Ogni gioco della serie Shin Chan presenta delle peculiarità e delle bizzarrie: in Me and the Professor on Summer Vacation c’era un brontosauro che tutto tranquillo se ne andava per le vie del paese. In Shiro and the Coal Town, invece, il cagnolino bianco di Shinnosuke (chiamato appunto Shiro, ossia “bianco”) un bel giorno torna a casa tutto sporco di carbone, e conduce il padroncino a Coal Town, misteriosa cittadina piena di minatori e di personaggi sopra le righe. L’esplorazione si svolge quindi tra la campagna e Coal Town, due luoghi separati e collegati da una ferrovia, in cui Shin Chan compie attività in parte diverse: per dirne una, gli insetti sono molti meno a Coal Town, mentre la cittadina è piena di oggetti da riciclare per strampalate invenzioni.
Non aspettatevi grandi innovazioni sotto il profilo delle meccaniche di gioco.
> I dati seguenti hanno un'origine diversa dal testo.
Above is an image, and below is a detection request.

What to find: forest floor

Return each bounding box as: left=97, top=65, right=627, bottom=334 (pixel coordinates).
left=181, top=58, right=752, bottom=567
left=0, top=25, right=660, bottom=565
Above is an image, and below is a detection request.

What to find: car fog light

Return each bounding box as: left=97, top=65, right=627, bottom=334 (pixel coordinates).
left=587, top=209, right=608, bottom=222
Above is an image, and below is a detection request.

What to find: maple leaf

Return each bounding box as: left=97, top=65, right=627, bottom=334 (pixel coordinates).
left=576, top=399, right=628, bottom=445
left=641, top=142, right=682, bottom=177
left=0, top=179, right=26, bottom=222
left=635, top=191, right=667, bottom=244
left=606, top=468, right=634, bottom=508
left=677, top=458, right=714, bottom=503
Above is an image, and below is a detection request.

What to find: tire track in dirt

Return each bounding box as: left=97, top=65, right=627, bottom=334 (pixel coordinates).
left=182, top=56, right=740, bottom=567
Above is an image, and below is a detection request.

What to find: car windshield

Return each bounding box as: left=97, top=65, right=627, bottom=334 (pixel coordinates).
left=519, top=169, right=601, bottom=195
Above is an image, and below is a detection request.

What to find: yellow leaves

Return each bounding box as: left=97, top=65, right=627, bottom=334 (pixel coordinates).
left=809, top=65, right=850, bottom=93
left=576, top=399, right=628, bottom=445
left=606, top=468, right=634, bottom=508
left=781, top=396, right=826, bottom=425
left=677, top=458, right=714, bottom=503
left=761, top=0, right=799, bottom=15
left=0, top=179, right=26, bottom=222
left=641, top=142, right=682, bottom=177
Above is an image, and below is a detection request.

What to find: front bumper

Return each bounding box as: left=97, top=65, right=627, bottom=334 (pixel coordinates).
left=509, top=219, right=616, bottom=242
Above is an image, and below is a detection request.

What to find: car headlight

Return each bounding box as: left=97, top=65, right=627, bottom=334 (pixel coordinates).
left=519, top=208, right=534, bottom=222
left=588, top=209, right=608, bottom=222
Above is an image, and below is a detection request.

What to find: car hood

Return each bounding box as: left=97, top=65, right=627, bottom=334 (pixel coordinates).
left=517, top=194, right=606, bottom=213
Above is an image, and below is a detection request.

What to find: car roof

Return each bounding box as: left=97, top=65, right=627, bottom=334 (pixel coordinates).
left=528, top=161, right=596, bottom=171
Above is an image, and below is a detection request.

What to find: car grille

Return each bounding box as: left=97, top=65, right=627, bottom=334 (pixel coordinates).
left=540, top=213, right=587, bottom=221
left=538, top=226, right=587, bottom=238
Per la gran parte del tempo, in Shin Chan si raccolgono pesci, insetti e oggetti da consegnare per completare quest principali e secondarie, senza particolari guizzi a livello di gameplay. Tutto è estremamente semplice da portare a termine, che si tratti di coltivare verdure nell’orticello davanti casa o di acchiappare una bella farfalla svolazzante. Una partita a Shin Chan è perfetta per chi desidera rilassarsi e godersi l’immensa bellezza dei panorami disegnati a mano, pieni di personaggi spesso sopra le righe, sempre ben caratterizzati, e sì, magari anche fare un po’ di pratica con il giapponese: personalmente, ho utilizzato Shin Chan anche per questo scopo, data l’elevatissima qualità del doppiaggio. Il tutto è gestito magnificamente in un ciclo giorno/notte che esalta la meraviglia degli scenari e alterna pesci e insetti presenti, in modo tale da incoraggiare costantemente la voglia di esplorare del giocatore.
Shin Chan è una visione decisamente conservatrice del Giappone e anche di ciò che può essere un videogioco d’avventura. Se desiderate novità e sorprese, non le troverete certamente qui. Sebbene io sia una videogiocatrice alla costante ricerca di innovazione, posso dire che ho apprezzato le ore che ho trascorso nella Prefettura di Akita, allo stesso modo in cui sono stata felice di star seduta davanti agli Imperatori del Giappone in quella caldissima estate di Yokohama: a livello politico, non potrei essere più distante dall’ideologia che ha portato alla conservazione delle loro figure come spirito della nazione giapponese, ma al contempo ho avvertito di essere al cospetto di un’energia potente che aleggiava nell’immenso salone del PACIFICO. Era un’energia capace di intimidire e incantare le persone, riportandole con nostalgia a un passato in cui il Giappone era una potenza temuta in tutta l’Asia, e non solo. Ci vuole forza per distaccarsi dalla potenza gravitazionale di pensieri del genere. Fortunatamente, esistono persone e game designer che riescono ad allontanarsi dai seducenti vortici del passato per guardare al futuro e raccontare nuove storie. Shin Chan racconta una vecchia storia con vecchi mezzi, ma ogni tanto è bello scorrazzare nella campagna giapponese virtuale trillando “puriiii puriiiiiii” nei panni di un bambino irriverente che non sa ancora leggere bene i cartelli stradali.